Böyle bir eko-sisteme sahip olan ekonomimiz için bu durumu fırsat olarak mı yoksa tehdit olarak mı görmek lazım?
Ancak bu fırsat veya tehdit değerlendirmesinden önce de dünya ekonomisine biraz daha odaklanmak uygun olacak.
Dünyanın küresel düzeyde yaşadığı sorunların başında artan enerji fiyatları geliyor. Ham petrolün bu süreçte ve özellikle de Rusya-Ukrayna savaşı ile birlikte önlenemez yükselişi durmuyor.
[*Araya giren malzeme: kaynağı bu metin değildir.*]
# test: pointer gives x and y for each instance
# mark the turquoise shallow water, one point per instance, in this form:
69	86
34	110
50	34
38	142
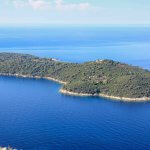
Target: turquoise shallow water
35	116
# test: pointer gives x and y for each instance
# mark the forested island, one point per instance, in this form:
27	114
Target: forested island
105	78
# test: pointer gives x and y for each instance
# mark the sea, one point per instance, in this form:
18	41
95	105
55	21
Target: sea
35	116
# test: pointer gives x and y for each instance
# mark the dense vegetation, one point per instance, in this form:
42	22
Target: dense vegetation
101	76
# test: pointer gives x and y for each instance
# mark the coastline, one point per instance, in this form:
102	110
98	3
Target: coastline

Yakın bir gelecekte duracağa da benzemiyor. Bu tehdit çok net ve açık bir şekilde Türkiye’yi de olumsuz etkiliyor. Ödeyeceğimiz dolar faturası sürekli kabarıyor ve bu da ödemeler dengesi açığımızı tetikliyor.
Bu ortamda ve savaş ile de birlikte dikkat çeken bir başka olgu hammadde fiyatları ile gıda fiyatlarının artışı. Gerçekten de hammadde fiyatları ile birlikte gıdada çok önemli fiyat artışları yaşanıyor. Birleşmiş Milletle Gıda ve Tarım Örgütü’nün (FAO) Şubat 2022 verilerine göre küresel gıda fiyatları aylık yüzde 3.9 ve yıllık yüzde 24.1 artış ile tüm zamanların en yüksek artışları sergilediği görülüyor. Savaşa bağlı olarak Rusya’nın hammadde ihracatını yılsonuna kadar durdurması bu olumsuzluğu daha da belirgin hale getiriyor.
Bu gelişmeler dünya ekonomisindeki büyüme rakamlarının revize edilmesini zorunlu kılıyor. Yani dünya özellikle salgın sonrası yeteri kadar büyüme fırsatı yakalayamıyor.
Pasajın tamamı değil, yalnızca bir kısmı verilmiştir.